The Monifieth pupils were the teachers but it was always Signpost International’s intention that they should learn something. They wanted the young people to see the value of teaching others how to shape and build their own future as opposed to giving hand-outs which, Ms McAulay says, can do more harm than good. They also wanted to create “global citizens” who would make responsible decisions about their own lifestyles. “We wanted to return with 12 change-makers.”

The pupils worked in groups of four, preparing lessons in the afternoon, then delivering them in the village streets from 5pm. Each group worked in a different village.

Sixteen-year-olds Michelle Kelly, Calum Dwyer, Jenny Tonner and Lorna Grubb had been expecting to teach around 15 children aged four to 14. They had been warned that because they were taking the classes, “there might be a few more”. In the end, 64 children turned up.

The teenagers coped until a rabbit was thrown into the mix. “A man just turned up on a motorbike and put this rabbit in among the children,” Michelle remembers. “Obviously they were distracted!”
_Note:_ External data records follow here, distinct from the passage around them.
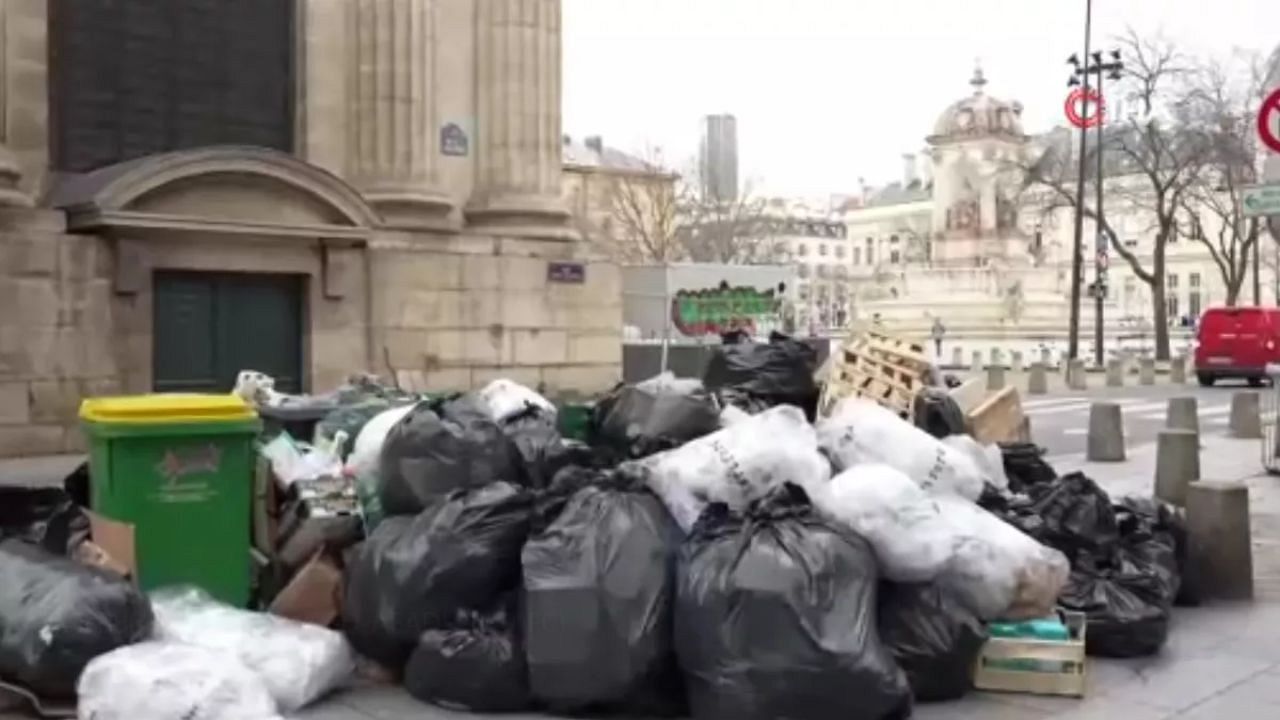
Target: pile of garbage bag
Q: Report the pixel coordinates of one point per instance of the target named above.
(168, 680)
(757, 376)
(599, 596)
(442, 446)
(652, 417)
(415, 573)
(298, 662)
(1125, 557)
(776, 618)
(56, 615)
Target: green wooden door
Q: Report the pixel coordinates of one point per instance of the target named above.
(211, 326)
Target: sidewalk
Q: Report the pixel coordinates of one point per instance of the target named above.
(1221, 661)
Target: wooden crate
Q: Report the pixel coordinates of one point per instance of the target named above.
(1027, 665)
(1000, 418)
(876, 367)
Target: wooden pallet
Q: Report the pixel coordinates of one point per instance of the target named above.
(877, 367)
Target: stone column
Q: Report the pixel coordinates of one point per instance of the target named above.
(519, 121)
(19, 53)
(392, 126)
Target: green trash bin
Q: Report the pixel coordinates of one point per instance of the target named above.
(178, 468)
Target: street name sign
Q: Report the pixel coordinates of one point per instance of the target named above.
(1261, 200)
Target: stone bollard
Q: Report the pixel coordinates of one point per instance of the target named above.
(1220, 545)
(1176, 465)
(1183, 414)
(1106, 433)
(1075, 376)
(995, 377)
(1178, 370)
(1115, 373)
(1147, 370)
(1246, 417)
(1037, 382)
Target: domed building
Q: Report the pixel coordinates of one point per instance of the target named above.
(951, 244)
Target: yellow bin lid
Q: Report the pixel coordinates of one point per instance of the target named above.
(167, 408)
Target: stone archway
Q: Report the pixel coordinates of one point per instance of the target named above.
(195, 190)
(215, 214)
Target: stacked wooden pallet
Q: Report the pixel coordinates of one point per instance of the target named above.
(877, 367)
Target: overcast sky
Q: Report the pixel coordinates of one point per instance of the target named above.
(828, 91)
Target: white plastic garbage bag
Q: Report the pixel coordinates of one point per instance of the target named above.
(996, 569)
(736, 465)
(293, 461)
(163, 680)
(300, 662)
(912, 538)
(368, 451)
(667, 383)
(860, 431)
(988, 459)
(506, 399)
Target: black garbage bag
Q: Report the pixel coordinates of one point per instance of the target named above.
(442, 446)
(640, 420)
(1077, 515)
(56, 615)
(780, 370)
(416, 573)
(598, 602)
(475, 664)
(933, 637)
(1128, 598)
(542, 447)
(776, 618)
(937, 413)
(1025, 466)
(45, 516)
(1137, 515)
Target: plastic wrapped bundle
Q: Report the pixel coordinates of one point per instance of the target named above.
(997, 570)
(933, 638)
(599, 589)
(56, 615)
(298, 662)
(776, 618)
(163, 680)
(442, 446)
(506, 399)
(416, 573)
(475, 664)
(860, 431)
(736, 465)
(912, 540)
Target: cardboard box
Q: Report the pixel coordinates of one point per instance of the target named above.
(314, 595)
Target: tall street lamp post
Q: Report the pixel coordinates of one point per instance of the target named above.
(1080, 74)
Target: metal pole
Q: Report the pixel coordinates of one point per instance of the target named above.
(1073, 342)
(1100, 269)
(1257, 264)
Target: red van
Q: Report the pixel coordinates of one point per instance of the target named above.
(1237, 342)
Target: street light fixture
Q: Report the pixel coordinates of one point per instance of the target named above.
(1082, 74)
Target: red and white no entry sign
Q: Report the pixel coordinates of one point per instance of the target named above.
(1269, 122)
(1084, 108)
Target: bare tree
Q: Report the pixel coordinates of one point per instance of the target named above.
(731, 231)
(644, 213)
(1153, 158)
(1221, 101)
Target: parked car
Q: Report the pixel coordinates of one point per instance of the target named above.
(1237, 342)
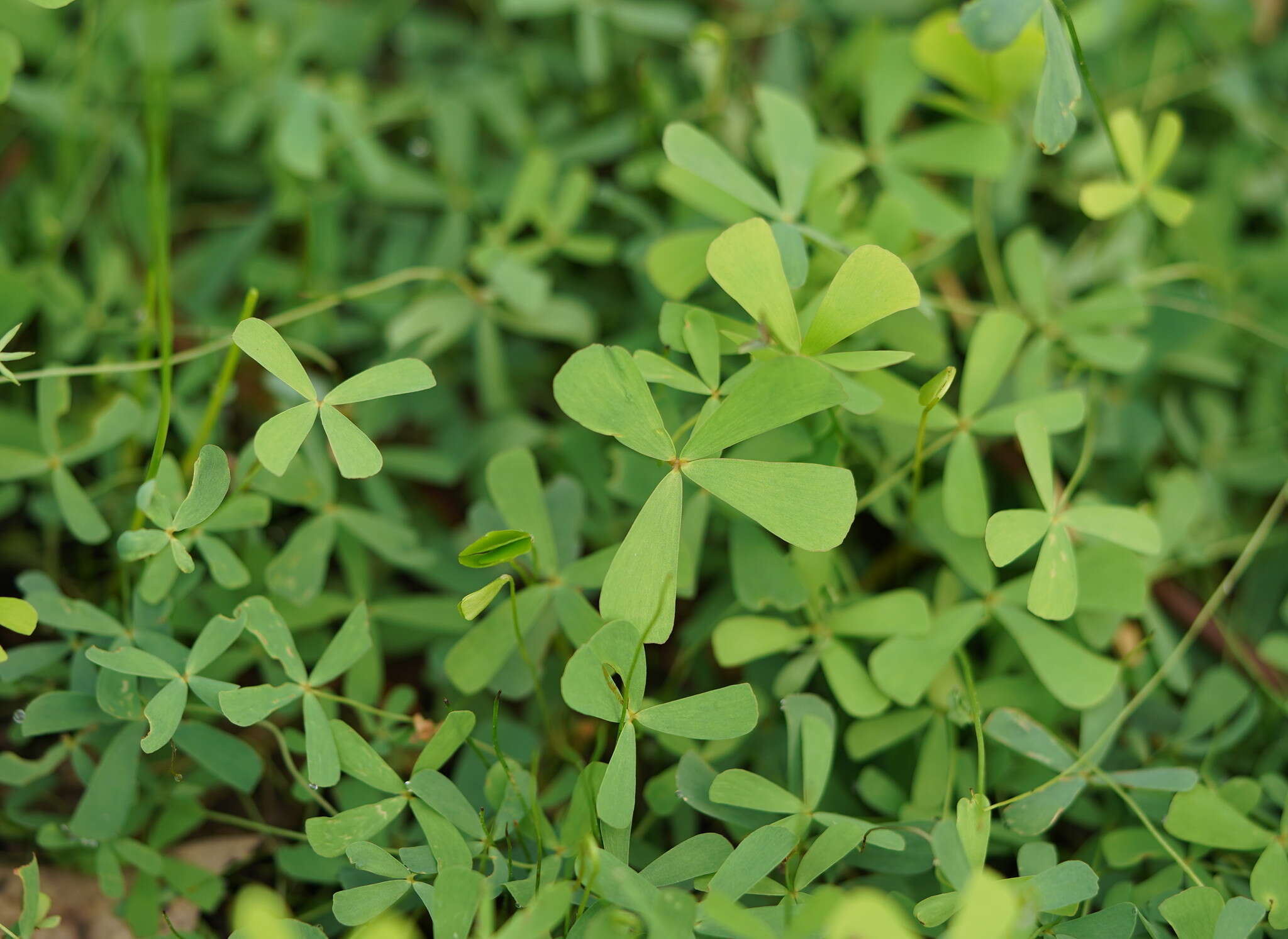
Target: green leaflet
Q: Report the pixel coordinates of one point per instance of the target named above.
(772, 394)
(640, 584)
(871, 285)
(716, 715)
(1203, 817)
(806, 504)
(689, 148)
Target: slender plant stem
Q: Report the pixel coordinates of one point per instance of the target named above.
(254, 826)
(882, 486)
(296, 770)
(985, 236)
(362, 706)
(1223, 591)
(918, 455)
(221, 389)
(294, 314)
(1086, 81)
(527, 658)
(1149, 826)
(156, 118)
(973, 694)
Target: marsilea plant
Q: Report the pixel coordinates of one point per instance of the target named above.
(785, 470)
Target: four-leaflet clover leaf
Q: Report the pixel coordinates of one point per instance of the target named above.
(870, 285)
(741, 639)
(1035, 813)
(994, 347)
(1103, 199)
(298, 571)
(1094, 328)
(280, 437)
(16, 614)
(165, 710)
(4, 342)
(1054, 589)
(358, 904)
(48, 453)
(808, 505)
(812, 742)
(589, 687)
(247, 706)
(704, 175)
(450, 823)
(192, 521)
(891, 87)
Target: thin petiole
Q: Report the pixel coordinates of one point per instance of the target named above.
(221, 388)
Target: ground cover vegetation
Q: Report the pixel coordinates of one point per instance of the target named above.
(612, 468)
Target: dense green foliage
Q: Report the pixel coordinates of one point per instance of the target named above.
(799, 470)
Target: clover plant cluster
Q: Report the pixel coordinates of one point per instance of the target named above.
(786, 470)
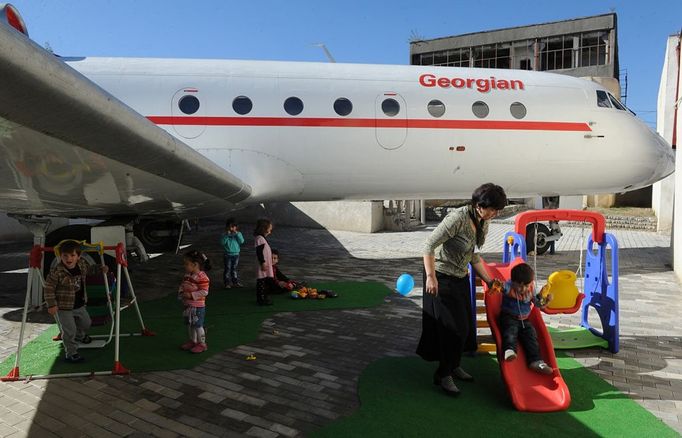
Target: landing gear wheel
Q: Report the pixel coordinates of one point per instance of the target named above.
(157, 236)
(542, 242)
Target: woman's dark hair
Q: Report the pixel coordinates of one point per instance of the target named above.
(70, 246)
(262, 226)
(522, 273)
(195, 256)
(489, 195)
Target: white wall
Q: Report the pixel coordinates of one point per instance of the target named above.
(663, 192)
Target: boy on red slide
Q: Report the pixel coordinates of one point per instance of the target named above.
(514, 323)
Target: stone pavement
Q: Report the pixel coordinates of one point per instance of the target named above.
(309, 362)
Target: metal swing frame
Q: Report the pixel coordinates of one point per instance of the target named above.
(35, 271)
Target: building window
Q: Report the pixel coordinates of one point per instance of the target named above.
(242, 105)
(436, 108)
(603, 99)
(445, 58)
(188, 104)
(390, 107)
(343, 106)
(557, 53)
(293, 106)
(492, 56)
(480, 109)
(518, 110)
(593, 49)
(459, 57)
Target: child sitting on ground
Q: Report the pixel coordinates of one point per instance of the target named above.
(516, 307)
(66, 297)
(282, 283)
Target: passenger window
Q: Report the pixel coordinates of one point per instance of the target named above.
(242, 105)
(390, 107)
(480, 109)
(518, 110)
(343, 106)
(436, 108)
(615, 103)
(188, 104)
(603, 99)
(293, 106)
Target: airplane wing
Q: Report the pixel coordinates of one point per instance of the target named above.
(69, 148)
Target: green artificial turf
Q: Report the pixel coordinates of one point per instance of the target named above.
(398, 399)
(232, 318)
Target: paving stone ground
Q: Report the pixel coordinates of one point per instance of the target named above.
(308, 363)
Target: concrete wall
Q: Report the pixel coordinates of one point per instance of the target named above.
(666, 121)
(663, 192)
(361, 216)
(12, 231)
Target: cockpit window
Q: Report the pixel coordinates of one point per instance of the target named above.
(616, 104)
(603, 99)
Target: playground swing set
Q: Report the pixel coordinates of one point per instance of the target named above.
(531, 391)
(113, 309)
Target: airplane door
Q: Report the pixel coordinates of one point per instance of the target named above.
(390, 120)
(187, 109)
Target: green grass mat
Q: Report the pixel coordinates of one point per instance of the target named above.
(398, 399)
(232, 318)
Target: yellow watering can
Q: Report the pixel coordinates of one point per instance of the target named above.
(566, 296)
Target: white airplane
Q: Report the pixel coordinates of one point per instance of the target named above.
(160, 139)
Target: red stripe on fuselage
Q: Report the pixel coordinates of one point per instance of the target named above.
(370, 123)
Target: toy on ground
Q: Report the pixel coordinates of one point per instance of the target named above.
(404, 284)
(312, 293)
(600, 287)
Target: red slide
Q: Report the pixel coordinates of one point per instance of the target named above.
(529, 390)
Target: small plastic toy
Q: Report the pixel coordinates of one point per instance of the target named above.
(496, 287)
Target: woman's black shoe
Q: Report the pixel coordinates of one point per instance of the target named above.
(462, 375)
(449, 386)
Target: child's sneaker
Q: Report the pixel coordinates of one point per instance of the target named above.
(199, 348)
(188, 345)
(541, 367)
(74, 358)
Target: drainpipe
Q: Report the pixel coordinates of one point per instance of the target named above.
(677, 91)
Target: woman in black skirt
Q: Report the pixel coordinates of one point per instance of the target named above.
(447, 320)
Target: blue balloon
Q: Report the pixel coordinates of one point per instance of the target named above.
(404, 284)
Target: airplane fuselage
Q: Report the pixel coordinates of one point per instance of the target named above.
(564, 144)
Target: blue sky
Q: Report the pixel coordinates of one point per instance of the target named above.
(354, 31)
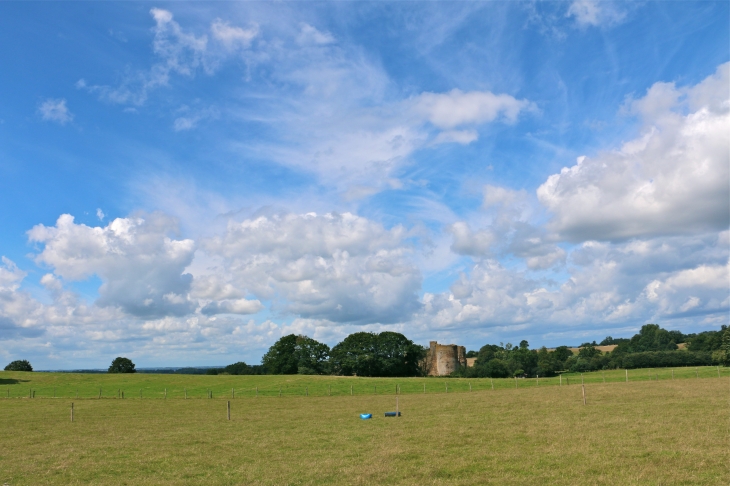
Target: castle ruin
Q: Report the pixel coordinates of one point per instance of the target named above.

But the young teachers improvised. “We were doing colours, so we started describing the rabbit and asking them what colour it was and what kind of animal it was,” she adds.

They also held lessons about animals, body parts, family and adjectives. They were equipped with flashcards and other resources, and paid for blackboards to be bought before they arrived. All the educational materials were left behind and the Monifieth pupils - each of whom raised Pounds 1,800 - supplied school bags, pens and paper. Even their teaching methods caught on.

“It’s all rote learning but the way our kids taught them tended to be active learning and participation,” says Mr Morris. “They saw the value of doing it that way.”

The money that paid for the group’s food and accommodation will also have a lasting effect. New pots and pans were bought and an additional floor - two rooms and a kitchenette - was added to Pert’s headquarters, so the pupils had a place to stay. This level was commandeered by the girls who slept on inflatable mats, while the offices served as sleeping quarters for the boys and Mr Morris.

But the gift that made an instant impact was a bore well, for which the school paid, providing an entire community with access to water.

“One woman described the years of humiliation and oppression whenever she went to get water in a neighbouring village,” he says. “She said to us, ‘We will remember your faces until the day we die’.”

The money for the well became available when Calum Deuchar called a bus company and asked for transport to Glasgow Airport for free. “The money for a bus journey to Glasgow - 70 miles or whatever - has provided them with water for life,” he says, struck by the impact his call has had on an entire community.

During their three weeks in India, no one got homesick - they were too busy. The humidity was hard to cope with, though, admits Calum, especially during long bus journeys on bumpy roads. Eating curry and rice for breakfast, lunch and dinner led to cravings for, in Michelle’s case, “a plain cheese sandwich”. Every so often, however, the western world made contact via mobile phones. Text messages and calls brought up-dates on major events back home, including the Big Brother evictions and the death of Hollyoaks’s Max.

But the trip has made the pupils look differently on life at home and changed their perceptions. Chris Holder, 17, feels that the way the media reports on life in the developing world skews reality. Far from people being “sad and miserable”, he felt they demonstrated “a stronger side to humanity”.

Calum was surprised to find that people with so little were still so happy - not at all what he had been led to believe, he said; the West could learn from them. “In the western world we are all about work and money. But over there, they have a proper community; everyone speaks to each other because they are not in their concrete houses with their TVs on, not speaking to anyone.”

It is not the strange stories of rabbits invading English lessons that will stick with her, Michelle says, but the people. Calum agrees: “These are people you will never meet again but who you will continue to meet for the rest of your life, if you know what I mean?”